Жесткие руки легли на плечи. Я упал в кресло, ощущая противную пустоту в груди. Напротив меня, схваченный за локти, медленно опускался на стул Август.
Звонко, неторопливо щелкая каблуками, слегка покачивая блестящим стеком, вошел офицер. На плече у него были нашиты желтые молнии. Козырнул, резко откинув два пальца от высокой фуражки. Оглядел нас, сказал, высокомерно растягивая гласные:
— Должен быть еще один. Четвертый.
К нему сунулся сержант, зашептал в ухо. Офицер брезгливо кивал.
Август опомнился:
— Сударь, что это значит?
— Привезите его, — приказал офицер сержанту.
Тот опрометью бросился из комнаты.
— Сударь, — холодно повторил Август, — соизвольте прекратить это. Я сотрудник Международного Комитета по контролю над разоружением.
Офицер с подчеркнутым вниманием вперился в него.
— Неужели? — он картинно поднял брови. Хлестнул стеком по сияющему, черному голенищу. — Выведите их!
Я впервые видел, как Август растерялся. Он теребил пуговицу на пиджаке — оторвал и бросил ее.
Двое солдат подняли Симеона. Он был бледен до синевы. Спокоен. Смотрел в пол. На скулах его горели красные пятна.
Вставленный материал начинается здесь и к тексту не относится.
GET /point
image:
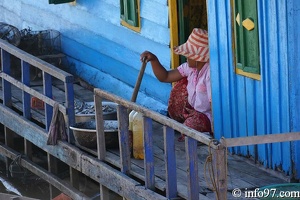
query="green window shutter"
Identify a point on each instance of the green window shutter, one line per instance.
(246, 36)
(129, 12)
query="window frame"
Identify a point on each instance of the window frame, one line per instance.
(241, 54)
(130, 14)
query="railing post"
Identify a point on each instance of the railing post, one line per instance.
(170, 159)
(219, 162)
(192, 168)
(5, 63)
(124, 139)
(26, 104)
(149, 158)
(47, 82)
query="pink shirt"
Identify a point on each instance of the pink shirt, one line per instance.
(199, 89)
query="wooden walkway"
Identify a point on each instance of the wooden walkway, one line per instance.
(241, 173)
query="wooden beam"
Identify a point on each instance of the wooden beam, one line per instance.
(72, 156)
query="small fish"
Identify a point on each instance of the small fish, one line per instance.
(9, 187)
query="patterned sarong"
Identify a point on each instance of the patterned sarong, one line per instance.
(180, 110)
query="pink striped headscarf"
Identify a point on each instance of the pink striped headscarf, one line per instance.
(196, 47)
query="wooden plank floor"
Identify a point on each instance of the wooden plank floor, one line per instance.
(241, 173)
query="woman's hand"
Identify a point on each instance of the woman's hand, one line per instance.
(147, 56)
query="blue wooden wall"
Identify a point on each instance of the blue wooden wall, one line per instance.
(243, 106)
(99, 49)
(106, 54)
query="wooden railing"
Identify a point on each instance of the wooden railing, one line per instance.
(169, 125)
(49, 72)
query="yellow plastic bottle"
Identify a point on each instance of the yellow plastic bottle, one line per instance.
(138, 136)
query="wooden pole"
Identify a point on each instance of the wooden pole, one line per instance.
(219, 161)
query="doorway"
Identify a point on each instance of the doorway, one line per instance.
(184, 16)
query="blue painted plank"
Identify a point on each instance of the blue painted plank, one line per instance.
(69, 90)
(293, 27)
(124, 140)
(149, 158)
(26, 96)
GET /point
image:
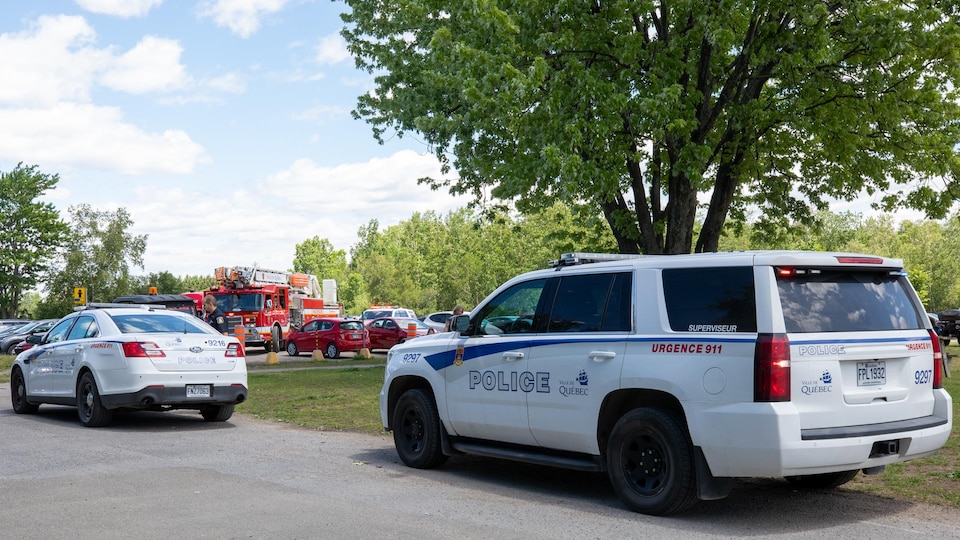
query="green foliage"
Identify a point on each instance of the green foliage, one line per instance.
(30, 233)
(98, 256)
(636, 111)
(429, 263)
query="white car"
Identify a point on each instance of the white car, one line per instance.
(676, 374)
(105, 358)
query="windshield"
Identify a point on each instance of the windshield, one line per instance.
(152, 323)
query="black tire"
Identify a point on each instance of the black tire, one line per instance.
(650, 463)
(416, 430)
(18, 394)
(822, 481)
(217, 413)
(90, 409)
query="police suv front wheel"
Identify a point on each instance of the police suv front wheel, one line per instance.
(650, 462)
(416, 430)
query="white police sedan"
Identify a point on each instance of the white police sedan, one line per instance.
(105, 358)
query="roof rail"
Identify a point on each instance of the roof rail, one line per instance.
(580, 257)
(101, 305)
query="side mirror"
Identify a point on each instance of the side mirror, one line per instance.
(460, 323)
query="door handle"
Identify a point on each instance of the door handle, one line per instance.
(601, 356)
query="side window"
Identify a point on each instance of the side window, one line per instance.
(512, 311)
(59, 332)
(85, 327)
(710, 299)
(592, 303)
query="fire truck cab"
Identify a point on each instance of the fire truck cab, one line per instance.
(267, 304)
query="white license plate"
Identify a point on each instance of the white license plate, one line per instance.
(198, 390)
(871, 373)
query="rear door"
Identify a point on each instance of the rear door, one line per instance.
(861, 352)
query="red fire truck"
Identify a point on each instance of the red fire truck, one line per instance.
(268, 303)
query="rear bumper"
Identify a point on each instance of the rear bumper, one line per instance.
(766, 440)
(175, 396)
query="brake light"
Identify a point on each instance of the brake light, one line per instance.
(937, 360)
(142, 349)
(234, 350)
(771, 368)
(860, 260)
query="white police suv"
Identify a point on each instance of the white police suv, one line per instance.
(676, 374)
(108, 357)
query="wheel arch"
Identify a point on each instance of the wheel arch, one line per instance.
(618, 403)
(400, 385)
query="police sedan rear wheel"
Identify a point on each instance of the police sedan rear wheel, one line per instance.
(18, 394)
(416, 430)
(91, 411)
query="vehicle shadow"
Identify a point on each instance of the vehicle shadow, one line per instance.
(746, 511)
(146, 421)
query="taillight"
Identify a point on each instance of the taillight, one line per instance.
(771, 368)
(142, 349)
(234, 350)
(937, 360)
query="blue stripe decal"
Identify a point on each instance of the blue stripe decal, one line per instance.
(446, 358)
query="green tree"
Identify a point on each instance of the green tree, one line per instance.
(98, 255)
(638, 109)
(30, 233)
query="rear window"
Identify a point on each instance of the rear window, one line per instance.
(152, 323)
(710, 299)
(825, 300)
(351, 325)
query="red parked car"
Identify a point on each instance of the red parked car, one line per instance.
(388, 331)
(330, 335)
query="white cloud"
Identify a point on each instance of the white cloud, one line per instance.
(119, 8)
(89, 136)
(153, 65)
(52, 61)
(242, 17)
(332, 49)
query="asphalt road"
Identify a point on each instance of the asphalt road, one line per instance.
(171, 475)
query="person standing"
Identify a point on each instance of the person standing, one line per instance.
(214, 317)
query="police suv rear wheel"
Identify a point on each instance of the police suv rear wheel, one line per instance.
(650, 462)
(416, 430)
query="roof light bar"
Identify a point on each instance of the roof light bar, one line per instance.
(580, 257)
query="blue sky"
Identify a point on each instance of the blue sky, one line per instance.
(222, 126)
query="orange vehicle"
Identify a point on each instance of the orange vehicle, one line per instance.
(269, 303)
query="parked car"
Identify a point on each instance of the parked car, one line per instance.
(104, 359)
(11, 340)
(678, 374)
(330, 335)
(388, 331)
(378, 312)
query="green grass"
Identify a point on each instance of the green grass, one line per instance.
(344, 397)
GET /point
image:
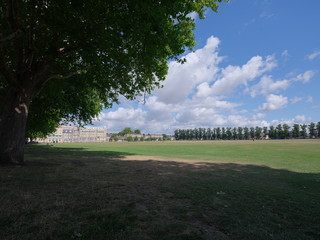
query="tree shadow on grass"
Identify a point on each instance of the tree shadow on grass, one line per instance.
(106, 196)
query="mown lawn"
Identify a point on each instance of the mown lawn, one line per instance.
(164, 190)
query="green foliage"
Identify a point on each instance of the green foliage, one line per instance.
(129, 139)
(87, 53)
(125, 131)
(137, 131)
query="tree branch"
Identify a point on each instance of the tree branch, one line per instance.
(11, 36)
(11, 14)
(9, 76)
(59, 76)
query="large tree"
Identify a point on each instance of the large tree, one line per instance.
(110, 48)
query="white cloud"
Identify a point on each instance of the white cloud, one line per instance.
(313, 55)
(285, 53)
(234, 76)
(309, 99)
(274, 102)
(201, 66)
(267, 85)
(296, 99)
(304, 77)
(199, 93)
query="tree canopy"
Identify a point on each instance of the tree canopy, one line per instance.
(69, 59)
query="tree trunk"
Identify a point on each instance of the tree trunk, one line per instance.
(13, 126)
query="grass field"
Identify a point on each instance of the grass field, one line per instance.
(164, 190)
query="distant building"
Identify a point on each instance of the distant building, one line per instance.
(65, 134)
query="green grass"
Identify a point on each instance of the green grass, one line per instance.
(293, 155)
(234, 190)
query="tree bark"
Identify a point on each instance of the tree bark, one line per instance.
(13, 125)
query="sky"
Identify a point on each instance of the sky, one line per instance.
(256, 63)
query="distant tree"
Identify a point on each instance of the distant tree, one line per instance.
(107, 48)
(312, 130)
(240, 135)
(234, 133)
(125, 131)
(286, 131)
(137, 131)
(219, 137)
(272, 132)
(258, 132)
(265, 132)
(252, 133)
(165, 137)
(246, 133)
(223, 133)
(303, 132)
(279, 131)
(176, 134)
(129, 139)
(296, 131)
(115, 137)
(228, 133)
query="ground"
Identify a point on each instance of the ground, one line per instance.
(91, 192)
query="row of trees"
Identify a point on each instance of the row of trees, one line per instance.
(52, 71)
(281, 131)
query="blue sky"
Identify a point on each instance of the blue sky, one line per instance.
(257, 63)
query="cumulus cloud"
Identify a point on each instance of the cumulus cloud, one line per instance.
(200, 93)
(309, 99)
(267, 85)
(274, 102)
(285, 53)
(304, 77)
(234, 76)
(201, 66)
(296, 99)
(313, 55)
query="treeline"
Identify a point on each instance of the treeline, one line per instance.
(281, 131)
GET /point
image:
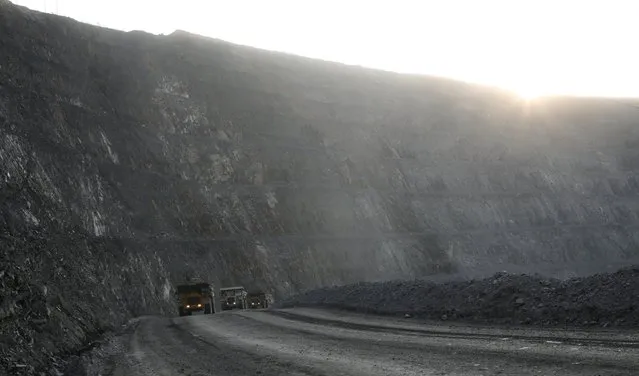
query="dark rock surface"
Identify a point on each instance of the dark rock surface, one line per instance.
(606, 299)
(128, 161)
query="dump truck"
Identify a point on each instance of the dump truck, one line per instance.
(257, 300)
(195, 297)
(233, 298)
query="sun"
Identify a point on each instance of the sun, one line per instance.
(529, 92)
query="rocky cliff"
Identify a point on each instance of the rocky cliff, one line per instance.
(129, 160)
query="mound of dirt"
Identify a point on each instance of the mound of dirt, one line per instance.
(610, 299)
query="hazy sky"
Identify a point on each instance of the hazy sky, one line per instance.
(584, 47)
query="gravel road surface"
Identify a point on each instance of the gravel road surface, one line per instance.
(321, 342)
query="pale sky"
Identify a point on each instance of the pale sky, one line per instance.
(580, 47)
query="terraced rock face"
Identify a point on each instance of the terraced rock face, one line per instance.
(264, 169)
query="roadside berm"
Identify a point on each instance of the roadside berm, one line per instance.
(608, 299)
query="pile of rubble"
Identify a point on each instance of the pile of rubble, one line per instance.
(610, 299)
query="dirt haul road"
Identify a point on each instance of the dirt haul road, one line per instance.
(317, 342)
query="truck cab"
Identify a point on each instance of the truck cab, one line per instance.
(195, 298)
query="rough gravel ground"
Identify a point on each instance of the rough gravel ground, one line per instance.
(610, 299)
(318, 342)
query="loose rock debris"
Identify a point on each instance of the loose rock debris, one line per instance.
(610, 299)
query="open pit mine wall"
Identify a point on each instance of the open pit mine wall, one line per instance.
(175, 155)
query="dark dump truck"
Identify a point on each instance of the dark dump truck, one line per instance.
(257, 300)
(233, 298)
(195, 297)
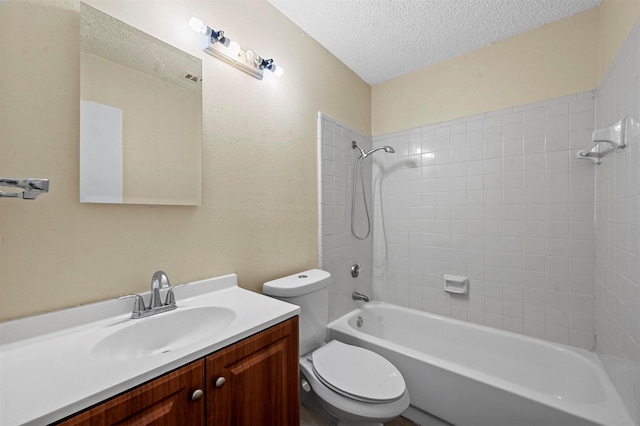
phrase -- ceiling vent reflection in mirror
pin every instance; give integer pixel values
(218, 45)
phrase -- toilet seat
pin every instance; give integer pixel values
(357, 373)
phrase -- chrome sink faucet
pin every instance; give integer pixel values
(159, 281)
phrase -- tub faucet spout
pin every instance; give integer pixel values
(359, 296)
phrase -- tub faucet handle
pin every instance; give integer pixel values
(360, 296)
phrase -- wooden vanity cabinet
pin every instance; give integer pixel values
(253, 382)
(168, 400)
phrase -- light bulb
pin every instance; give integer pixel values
(198, 26)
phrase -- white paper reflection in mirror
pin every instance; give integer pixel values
(141, 116)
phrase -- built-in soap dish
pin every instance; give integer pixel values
(455, 284)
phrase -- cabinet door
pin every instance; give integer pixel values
(255, 381)
(167, 401)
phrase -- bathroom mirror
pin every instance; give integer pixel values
(140, 116)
Август, с трудом выдавливая из себя звуки, спросил его:
— С кем вы, Симеон?
Симеон обернулся в дверях.
— Я ни с кем. Я — наблюдатель, — сказал он.
Его толкнули в спину.
11
Видимо, заранее было решено отвезти меня сюда, потому что в квартире было прибрано, в ней стояла новая мебель. В комнате работал телевизор. Напротив него в мягком кресле сидел уже знакомый мне человек — в стальном костюме и смотрел на экран. Тот, что выслеживал. Когда я вошел, он даже не обернулся.
Я отправился на кухню. Второй охранник — белобрысый, что-то жующий, отклеившись от косяка, последовал за мной. Я заварил кофе. Настроение было кислое. Мне ничто не угрожало. Меня просто изолировали на некоторое время. Пока не найдут профессора. Через пару дней отпустят. В крайнем случае здешнее правительство извинится. Если только правительство поставлено в известность.